Na ja, wenn man eine Parodie auf gewählte Sprache nimmt, würde mir weniger Heinz Erhard als viel mehr Olaf Schubert einfallen. Aber man kann natürlich auch mit Verballhornung von Fremdwörtern arbeiten wie Paul Panzer oder Helge Schneider das auch manchmal gemacht haben.
Ich war zwar einige Jahre lang Deutschlehrer aber ein Germanistikstudium ist natürlich genauso wenig eine Voraussetzung um Komiker werden zu können, wie alles andere. Wir haben jede Menge Seiteneinsteiger in diesen Beruf. Es ist eher so: Du hast den Wunsch, Komiker zu werden und wirst versuchen, das, was du vorher gemacht oder gelernt hast, dir in diesem Beruf nutzbar zu machen. Und ob du nun Pilot warst oder KFZ-Mechaniker oder Koch, wie bei Horst Lichter zum Beispiel, natürlich fließt das ein. Aber grundsätzlich ist Komiker ein Beruf der jedem, der diese Passion mitbringt, offensteht.
Sie sind mehrfacher Bestseller-Autor. Haben Sie Ihre Bücher noch im Schrank stehen oder schon alle auf dem iPad?

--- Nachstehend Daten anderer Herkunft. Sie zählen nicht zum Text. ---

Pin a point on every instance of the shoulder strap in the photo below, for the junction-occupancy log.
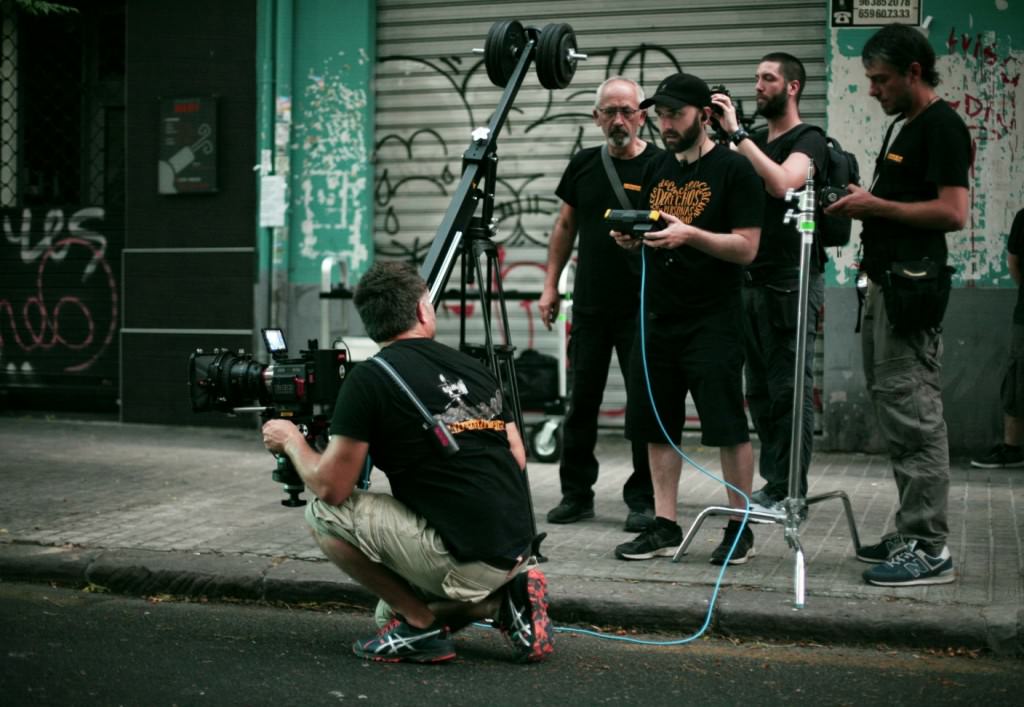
(616, 183)
(439, 430)
(884, 151)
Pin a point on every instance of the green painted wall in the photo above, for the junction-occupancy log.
(980, 49)
(332, 136)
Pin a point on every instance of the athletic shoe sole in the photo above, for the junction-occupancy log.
(736, 560)
(944, 578)
(659, 552)
(537, 590)
(582, 515)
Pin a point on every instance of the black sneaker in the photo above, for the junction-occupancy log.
(911, 568)
(744, 547)
(889, 546)
(522, 616)
(639, 521)
(397, 641)
(659, 540)
(570, 511)
(1000, 456)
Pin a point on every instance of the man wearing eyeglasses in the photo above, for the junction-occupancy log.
(604, 298)
(691, 336)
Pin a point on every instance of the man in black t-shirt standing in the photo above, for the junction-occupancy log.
(919, 194)
(1009, 452)
(781, 156)
(605, 297)
(452, 544)
(690, 337)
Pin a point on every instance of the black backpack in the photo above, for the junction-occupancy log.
(841, 169)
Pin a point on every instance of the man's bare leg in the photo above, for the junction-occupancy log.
(666, 467)
(737, 469)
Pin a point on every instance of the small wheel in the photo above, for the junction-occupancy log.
(501, 50)
(555, 67)
(546, 442)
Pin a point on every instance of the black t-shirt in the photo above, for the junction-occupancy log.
(1016, 246)
(477, 500)
(931, 151)
(780, 243)
(719, 193)
(607, 278)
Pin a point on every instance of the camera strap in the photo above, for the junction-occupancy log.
(439, 432)
(616, 183)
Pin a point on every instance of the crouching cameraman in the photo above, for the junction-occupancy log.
(451, 545)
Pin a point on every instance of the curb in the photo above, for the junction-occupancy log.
(671, 608)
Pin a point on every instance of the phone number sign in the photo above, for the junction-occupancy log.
(875, 12)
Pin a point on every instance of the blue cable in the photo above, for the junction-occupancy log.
(684, 457)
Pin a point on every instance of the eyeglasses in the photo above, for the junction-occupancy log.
(626, 113)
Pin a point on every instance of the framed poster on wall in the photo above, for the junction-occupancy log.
(187, 146)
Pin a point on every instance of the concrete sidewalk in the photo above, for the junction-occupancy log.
(146, 509)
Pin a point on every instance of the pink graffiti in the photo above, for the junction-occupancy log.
(42, 322)
(995, 119)
(973, 47)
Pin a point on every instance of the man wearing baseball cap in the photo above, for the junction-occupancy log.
(690, 338)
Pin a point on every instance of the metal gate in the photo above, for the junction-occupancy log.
(61, 203)
(432, 91)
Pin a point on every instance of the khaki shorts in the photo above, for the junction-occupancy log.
(387, 532)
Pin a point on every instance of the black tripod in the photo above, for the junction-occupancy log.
(466, 236)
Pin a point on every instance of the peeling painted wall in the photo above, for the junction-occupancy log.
(981, 77)
(980, 58)
(332, 137)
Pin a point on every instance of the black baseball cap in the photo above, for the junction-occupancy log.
(679, 90)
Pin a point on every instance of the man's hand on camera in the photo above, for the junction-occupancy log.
(673, 236)
(276, 434)
(548, 305)
(858, 204)
(626, 240)
(727, 117)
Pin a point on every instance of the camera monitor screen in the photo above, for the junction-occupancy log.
(274, 340)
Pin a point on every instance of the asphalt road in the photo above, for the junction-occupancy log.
(61, 647)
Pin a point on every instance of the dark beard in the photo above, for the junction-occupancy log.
(774, 107)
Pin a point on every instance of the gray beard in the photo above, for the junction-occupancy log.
(620, 139)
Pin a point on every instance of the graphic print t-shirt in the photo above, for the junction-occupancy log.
(477, 499)
(719, 193)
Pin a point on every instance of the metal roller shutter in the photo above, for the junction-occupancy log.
(432, 91)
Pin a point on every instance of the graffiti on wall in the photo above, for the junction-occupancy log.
(418, 166)
(982, 81)
(58, 297)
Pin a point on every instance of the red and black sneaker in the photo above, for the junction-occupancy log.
(397, 641)
(522, 616)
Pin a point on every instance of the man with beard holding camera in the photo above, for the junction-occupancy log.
(690, 333)
(451, 546)
(919, 194)
(605, 298)
(780, 156)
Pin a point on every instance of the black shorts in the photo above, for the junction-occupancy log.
(700, 355)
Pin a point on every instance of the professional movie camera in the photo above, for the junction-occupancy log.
(721, 136)
(301, 389)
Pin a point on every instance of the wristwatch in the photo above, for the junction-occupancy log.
(738, 136)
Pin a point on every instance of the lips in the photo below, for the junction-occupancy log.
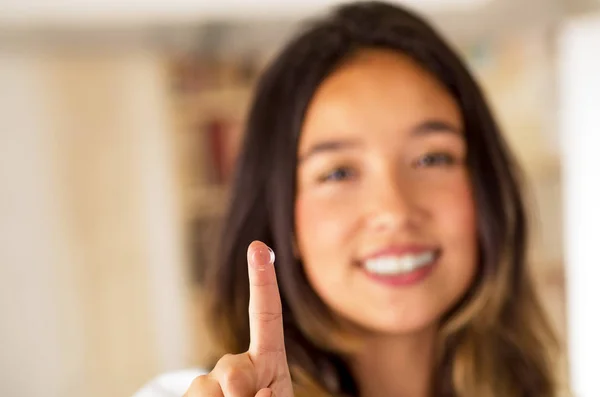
(400, 265)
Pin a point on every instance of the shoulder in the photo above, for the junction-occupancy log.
(171, 384)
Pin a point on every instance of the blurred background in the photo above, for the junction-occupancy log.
(119, 123)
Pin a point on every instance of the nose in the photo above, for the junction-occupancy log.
(392, 206)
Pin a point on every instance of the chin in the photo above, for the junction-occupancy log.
(398, 324)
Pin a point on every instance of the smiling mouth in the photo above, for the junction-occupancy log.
(391, 265)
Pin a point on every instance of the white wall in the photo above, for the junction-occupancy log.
(92, 295)
(579, 57)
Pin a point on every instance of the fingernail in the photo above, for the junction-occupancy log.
(271, 255)
(262, 257)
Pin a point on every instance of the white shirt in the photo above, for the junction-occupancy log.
(172, 384)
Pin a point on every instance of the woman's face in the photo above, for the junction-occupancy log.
(385, 220)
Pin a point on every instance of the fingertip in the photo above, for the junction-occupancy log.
(260, 255)
(265, 393)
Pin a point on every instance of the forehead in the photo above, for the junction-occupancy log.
(377, 90)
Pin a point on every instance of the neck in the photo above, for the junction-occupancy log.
(398, 366)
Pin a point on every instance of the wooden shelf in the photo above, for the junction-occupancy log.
(205, 201)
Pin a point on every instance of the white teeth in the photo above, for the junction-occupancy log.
(399, 264)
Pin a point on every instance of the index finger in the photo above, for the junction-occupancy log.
(266, 325)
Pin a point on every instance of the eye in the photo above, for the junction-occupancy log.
(338, 174)
(435, 160)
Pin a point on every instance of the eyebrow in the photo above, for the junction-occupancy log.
(425, 128)
(436, 126)
(328, 146)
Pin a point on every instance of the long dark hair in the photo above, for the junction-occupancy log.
(494, 342)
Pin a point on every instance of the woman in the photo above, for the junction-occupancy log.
(374, 169)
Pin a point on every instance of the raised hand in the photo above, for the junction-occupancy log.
(262, 371)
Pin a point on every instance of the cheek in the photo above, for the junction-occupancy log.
(323, 229)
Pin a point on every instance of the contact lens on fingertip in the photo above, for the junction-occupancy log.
(271, 256)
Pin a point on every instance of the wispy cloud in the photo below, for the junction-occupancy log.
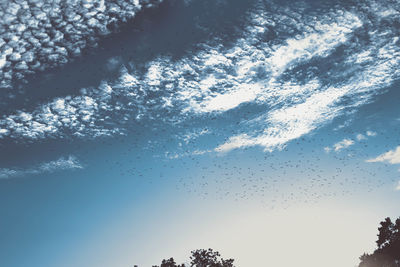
(345, 143)
(392, 157)
(47, 33)
(217, 79)
(68, 163)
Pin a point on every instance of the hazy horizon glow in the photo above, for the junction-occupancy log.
(132, 131)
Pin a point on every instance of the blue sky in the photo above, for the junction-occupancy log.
(252, 127)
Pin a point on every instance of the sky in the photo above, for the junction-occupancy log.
(132, 131)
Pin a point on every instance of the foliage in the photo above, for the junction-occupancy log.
(388, 252)
(201, 258)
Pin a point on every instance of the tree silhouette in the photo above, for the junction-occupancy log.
(201, 258)
(388, 252)
(209, 258)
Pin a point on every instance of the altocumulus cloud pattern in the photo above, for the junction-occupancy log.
(36, 35)
(297, 69)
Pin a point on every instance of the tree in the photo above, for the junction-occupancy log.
(201, 258)
(388, 252)
(209, 258)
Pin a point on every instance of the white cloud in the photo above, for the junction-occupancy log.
(218, 79)
(398, 186)
(345, 143)
(361, 137)
(69, 163)
(50, 33)
(392, 156)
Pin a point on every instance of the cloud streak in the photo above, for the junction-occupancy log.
(281, 77)
(392, 157)
(63, 163)
(37, 35)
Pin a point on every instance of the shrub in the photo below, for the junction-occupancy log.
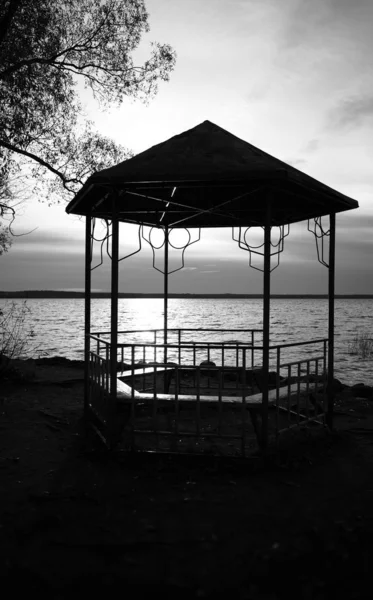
(15, 334)
(361, 345)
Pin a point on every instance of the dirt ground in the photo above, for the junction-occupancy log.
(78, 522)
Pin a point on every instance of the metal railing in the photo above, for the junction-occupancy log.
(186, 399)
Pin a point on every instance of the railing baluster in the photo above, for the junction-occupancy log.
(289, 394)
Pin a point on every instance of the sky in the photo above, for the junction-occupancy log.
(294, 78)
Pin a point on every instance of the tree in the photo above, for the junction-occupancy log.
(47, 48)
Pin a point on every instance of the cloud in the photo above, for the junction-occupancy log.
(312, 146)
(351, 112)
(296, 161)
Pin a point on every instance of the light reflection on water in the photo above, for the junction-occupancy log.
(59, 323)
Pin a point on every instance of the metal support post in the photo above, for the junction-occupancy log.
(331, 292)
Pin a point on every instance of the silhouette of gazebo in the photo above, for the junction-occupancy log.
(203, 178)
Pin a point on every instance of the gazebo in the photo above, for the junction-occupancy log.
(203, 178)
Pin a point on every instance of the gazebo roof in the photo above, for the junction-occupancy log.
(206, 177)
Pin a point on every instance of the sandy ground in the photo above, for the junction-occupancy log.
(77, 522)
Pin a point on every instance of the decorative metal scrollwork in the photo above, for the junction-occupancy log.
(259, 250)
(320, 234)
(105, 241)
(183, 247)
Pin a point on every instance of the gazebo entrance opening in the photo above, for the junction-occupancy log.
(206, 390)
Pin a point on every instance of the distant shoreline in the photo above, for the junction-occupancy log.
(97, 295)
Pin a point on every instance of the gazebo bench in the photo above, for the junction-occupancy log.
(253, 403)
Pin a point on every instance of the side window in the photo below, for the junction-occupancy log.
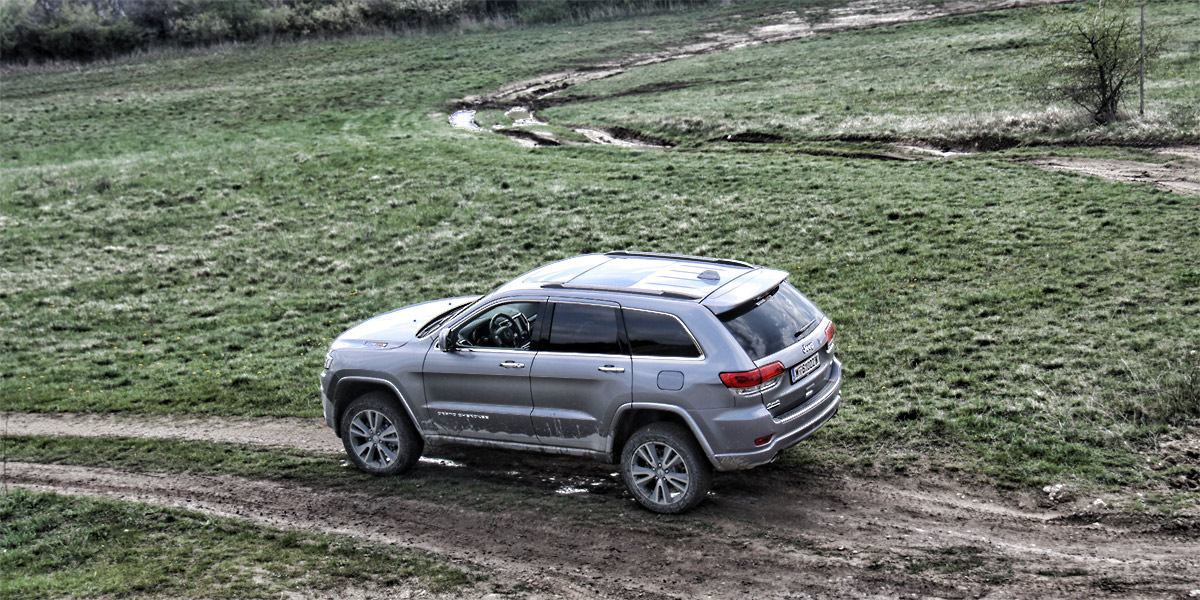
(507, 325)
(653, 334)
(585, 329)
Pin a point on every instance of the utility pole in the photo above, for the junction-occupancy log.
(1141, 64)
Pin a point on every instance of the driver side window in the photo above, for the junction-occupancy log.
(505, 325)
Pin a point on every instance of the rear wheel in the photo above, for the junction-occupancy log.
(665, 469)
(378, 436)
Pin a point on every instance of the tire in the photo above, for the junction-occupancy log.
(665, 469)
(378, 436)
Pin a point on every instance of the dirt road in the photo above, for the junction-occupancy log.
(774, 532)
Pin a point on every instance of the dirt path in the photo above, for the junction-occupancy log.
(1179, 175)
(540, 91)
(774, 532)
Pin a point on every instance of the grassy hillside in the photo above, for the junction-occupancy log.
(186, 234)
(58, 546)
(959, 82)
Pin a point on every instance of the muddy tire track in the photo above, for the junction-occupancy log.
(774, 532)
(1180, 175)
(544, 90)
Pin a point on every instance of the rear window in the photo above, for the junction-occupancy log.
(653, 334)
(773, 323)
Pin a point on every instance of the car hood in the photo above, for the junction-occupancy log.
(401, 325)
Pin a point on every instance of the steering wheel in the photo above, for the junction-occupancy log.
(504, 330)
(523, 329)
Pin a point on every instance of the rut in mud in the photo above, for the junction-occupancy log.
(541, 91)
(774, 532)
(1181, 174)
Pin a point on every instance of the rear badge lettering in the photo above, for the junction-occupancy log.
(462, 415)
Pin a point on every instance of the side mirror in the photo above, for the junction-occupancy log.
(444, 342)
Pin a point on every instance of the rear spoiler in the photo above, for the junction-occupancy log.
(743, 289)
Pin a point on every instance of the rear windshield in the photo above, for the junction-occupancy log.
(769, 324)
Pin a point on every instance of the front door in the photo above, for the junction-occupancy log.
(480, 389)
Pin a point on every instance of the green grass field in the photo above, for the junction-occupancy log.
(185, 233)
(955, 82)
(58, 546)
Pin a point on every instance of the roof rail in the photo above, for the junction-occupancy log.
(663, 293)
(679, 257)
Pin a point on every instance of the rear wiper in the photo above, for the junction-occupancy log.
(804, 329)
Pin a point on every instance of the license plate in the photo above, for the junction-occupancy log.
(805, 367)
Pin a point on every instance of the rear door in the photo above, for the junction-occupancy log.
(582, 375)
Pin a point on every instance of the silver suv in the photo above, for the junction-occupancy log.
(671, 365)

Also, mit der e-Book-Reader-Technologie arbeite ich natürlich schon aber meine Liebe gilt den Büchern. Ich habe drei e-Book-Reader, davon auch einen, den man mit in die Badewanne nehmen kann. Ganz einfach, weil ich gerne meine eigenen Texte in der Nähe habe, ohne ständig DIN A4-Blätter mit mir rumzuschleppen. Ich habe auch schon bei Lesungen den e-Book-Reader benutzt, weil ich gerne einen Text, den ich am Tag vorher geschrieben habe, einfach ausprobiere. Deswegen betreibe ich ja derzeit gerne Hallenshows mit normalem Comedy-Programm und Lesungen im etwas kleineren Rahmen parallel.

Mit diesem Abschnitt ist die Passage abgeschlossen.